Design, analysis and implementation of algorithms utilizing convex optimization

利用凸优化的算法的设计、分析和实现

• 批准号: RGPIN-2015-05546
• 负责人: Tuncel, Levent
• 金额: $ 2.11万
• 依托单位: University of Waterloo
• 依托单位国家: 加拿大
• 项目类别: Discovery Grants Program - Individual
• 财政年份: 2019
• 资助国家: 加拿大
• 起止时间: 2019-01-01 至 2020-12-31
• 项目状态: 已结题
• 来源: https://www.nserc-crsng.gc.ca/ase-oro/Details-Detailles_eng.asp?id=683052
• 关键词: Design; analysis; implementation; algorithms; utilizing

My research program aims to design, analyze and implement efficient and robust algorithms (solution methods) for problems arising in many application areas such as planning, manufacturing, transportation, finance, as well as service sectors, and information technology (including quantum information and computing).
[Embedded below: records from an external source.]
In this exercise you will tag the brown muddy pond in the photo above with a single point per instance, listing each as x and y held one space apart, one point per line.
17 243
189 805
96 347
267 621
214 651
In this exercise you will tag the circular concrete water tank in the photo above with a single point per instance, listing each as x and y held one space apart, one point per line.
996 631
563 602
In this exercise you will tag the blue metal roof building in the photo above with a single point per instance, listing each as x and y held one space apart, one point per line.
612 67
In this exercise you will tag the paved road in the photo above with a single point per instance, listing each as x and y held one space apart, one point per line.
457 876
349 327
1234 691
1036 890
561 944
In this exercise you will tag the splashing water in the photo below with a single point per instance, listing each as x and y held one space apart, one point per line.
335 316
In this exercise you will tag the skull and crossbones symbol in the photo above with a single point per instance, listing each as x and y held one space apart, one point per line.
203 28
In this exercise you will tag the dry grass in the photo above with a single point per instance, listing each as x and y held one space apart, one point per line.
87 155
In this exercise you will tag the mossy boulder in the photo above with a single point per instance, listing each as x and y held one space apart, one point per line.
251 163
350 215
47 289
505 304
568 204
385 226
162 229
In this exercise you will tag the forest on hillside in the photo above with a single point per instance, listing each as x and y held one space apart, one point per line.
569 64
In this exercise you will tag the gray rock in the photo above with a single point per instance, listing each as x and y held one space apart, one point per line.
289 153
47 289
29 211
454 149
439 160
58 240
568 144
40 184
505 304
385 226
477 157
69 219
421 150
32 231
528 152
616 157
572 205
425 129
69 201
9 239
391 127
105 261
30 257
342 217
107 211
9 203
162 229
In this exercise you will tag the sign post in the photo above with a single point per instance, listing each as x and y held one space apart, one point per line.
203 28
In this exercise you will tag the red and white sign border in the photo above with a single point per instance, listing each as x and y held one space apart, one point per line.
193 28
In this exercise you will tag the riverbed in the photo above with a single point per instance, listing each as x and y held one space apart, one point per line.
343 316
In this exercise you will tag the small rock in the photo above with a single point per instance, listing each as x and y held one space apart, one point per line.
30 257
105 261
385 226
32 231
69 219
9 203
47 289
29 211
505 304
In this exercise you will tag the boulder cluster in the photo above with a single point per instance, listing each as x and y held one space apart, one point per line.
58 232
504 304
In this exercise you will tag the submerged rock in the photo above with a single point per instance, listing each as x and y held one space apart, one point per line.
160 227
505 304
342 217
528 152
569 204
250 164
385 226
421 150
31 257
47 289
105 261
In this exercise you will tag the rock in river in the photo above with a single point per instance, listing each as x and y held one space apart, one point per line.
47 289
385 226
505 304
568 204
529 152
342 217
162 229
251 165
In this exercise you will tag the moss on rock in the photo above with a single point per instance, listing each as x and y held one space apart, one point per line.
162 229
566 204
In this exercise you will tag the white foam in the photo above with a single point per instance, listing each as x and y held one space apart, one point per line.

The approach will model these problems and their mathematical generalizations as accurately and reasonably as possible by mathematical optimization problems. These mathematical optimization problems will typically lie in a special subclass (i.e., with additional special structures) of:***(a) 0,1 mixed integer programming, or***(b) semidefinite optimization problems where we seek low-rank solutions, or***(c) semidefinite optimization problems where there are discrete variables, or***(d) optimization problems defined by (possibly nonconvex) polynomial inequalities.***Since convex optimization problems form a very wide class of tractable mathematical optimization problems (under reasonable assumptions, such problems, when well-posed, can be solved to arbitrary accuracy in polynomial-time), the next step is the construction of a tractable convex approximation to the original, hard mathematical optimization problem. From a theoretical viewpoint, this approach provides a framework to design primal-dual algorithms. This framework then leads to, together with good solutions, certificates of optimality. For hard problems, we can only hope for certificates of approximate optimality, hence approximation algorithms.***Whenever feasible, the source codes of the resulting implementations as well as the data used for computational test and benchmarking will be made available on the web.***On the theoretical side of the research program lies the subjects of:***(i) lift-and-project methods,***(ii) tractable lifted semidefinite representation and relaxations,***(iii) interior-point algorithms for semidefinite optimization, hyperbolic cone programming and beyond,***(iv) designing convex relaxations and representations based on hyperbolic cone programming.**

我的研究计划旨在设计，分析和实施有效和强大的算法（解决方案方法），以解决规划，制造，交通，金融以及服务部门和信息技术（包括量子信息和计算）等许多应用领域中出现的问题。该方法将尽可能准确、合理地用数学优化问题对这些问题及其数学概括进行建模。这些数学优化问题通常将位于特殊子类（即，* （a）0，1混合整数规划，或 *（B）寻求低秩解的半定优化问题，或 *（c）存在离散变量的半定优化问题，或 *（d）由（可能非凸）多项式不等式定义的优化问题。由于凸优化问题形成了一类非常广泛的易处理的数学优化问题（在合理的假设下，当适定性时，这些问题可以在多项式时间内求解到任意精度），下一步是构造一个易处理的凸逼近原始的困难数学优化问题。从理论的角度来看，这种方法提供了一个框架来设计原始对偶算法。这个框架，然后导致，连同良好的解决方案，证书的最优性。对于困难的问题，我们只能希望近似最优性的证明，因此近似算法。只要可行，最终实现的源代码以及用于计算测试和基准测试的数据将在网上提供。在研究计划的理论方面，主题是：*（i）提升和投影方法，*（ii）易处理的提升半定表示和松弛，*（iii）半定优化，双曲锥规划和超越的边界点算法，*（iv）基于双曲锥规划设计凸松弛和表示。